One Die, One Petaflop, 120-Billion Parameters On Your Lap
RTX Spark's headline number -- 1 petaflop of local FP4 AI compute -- only makes sense once you see how the die is wired. A 20-core Arm Grace CPU sits next to a Blackwell RTX GPU with 6,144 CUDA cores and 5th-generation FP4 Tensor Cores, and the two are stitched together with NVLink-C2C across 128GB of unified memory [1]. That last detail is the trick. On a normal laptop, model weights have to be shuttled between CPU RAM and GPU VRAM over a relatively narrow bus, which is what makes running anything larger than ~13B parameters miserable on the road. With unified memory and a chip-to-chip interconnect, the GPU can address the full 128GB pool directly, and a model never has to leave.

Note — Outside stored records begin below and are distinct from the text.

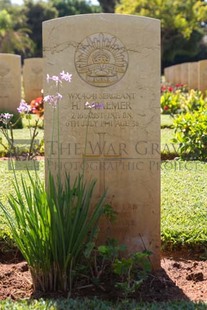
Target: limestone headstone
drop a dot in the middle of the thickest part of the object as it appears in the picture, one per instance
(177, 74)
(10, 82)
(32, 78)
(170, 74)
(202, 75)
(184, 73)
(115, 62)
(193, 75)
(167, 74)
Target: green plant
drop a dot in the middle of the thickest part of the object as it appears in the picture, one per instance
(52, 228)
(7, 125)
(99, 260)
(191, 134)
(132, 271)
(176, 100)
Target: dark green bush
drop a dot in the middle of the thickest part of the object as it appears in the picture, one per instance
(191, 134)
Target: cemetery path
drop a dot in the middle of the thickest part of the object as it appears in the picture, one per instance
(183, 276)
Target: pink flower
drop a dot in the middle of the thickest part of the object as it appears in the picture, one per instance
(53, 99)
(65, 76)
(23, 107)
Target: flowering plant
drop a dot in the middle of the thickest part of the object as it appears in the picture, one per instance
(53, 227)
(7, 129)
(37, 106)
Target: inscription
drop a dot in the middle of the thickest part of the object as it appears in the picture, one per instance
(116, 110)
(101, 60)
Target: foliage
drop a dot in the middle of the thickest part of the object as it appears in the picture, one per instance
(14, 34)
(99, 260)
(37, 106)
(71, 7)
(191, 134)
(177, 99)
(97, 304)
(183, 204)
(7, 125)
(52, 228)
(36, 13)
(181, 24)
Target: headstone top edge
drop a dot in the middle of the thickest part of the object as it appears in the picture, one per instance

The practical envelope NVIDIA quotes follows from that: render ultralarge 90GB+ 3D scenes, edit 12K 4:2:2 video, generate 4K AI video, run 120-billion-parameter LLMs with up to a 1-million-token context window using local agents, and still play AAA games at 1440p over 100 FPS [2]. Translation for a builder: the same 14mm, 3-pound laptop that runs an indie game at high refresh can also host a frontier-class assistant that ingests an entire codebase, an entire deposition, or an entire video edit without round-tripping to a cloud API. The chip is manufactured on TSMC's 3nm EUV node [3], and Huang committed to a three-generation Spark roadmap -- Grace Blackwell now, Vera Rubin with LPDDR6 memory next, then Rosa Feynman [4]-- signalling this is a platform, not a one-off.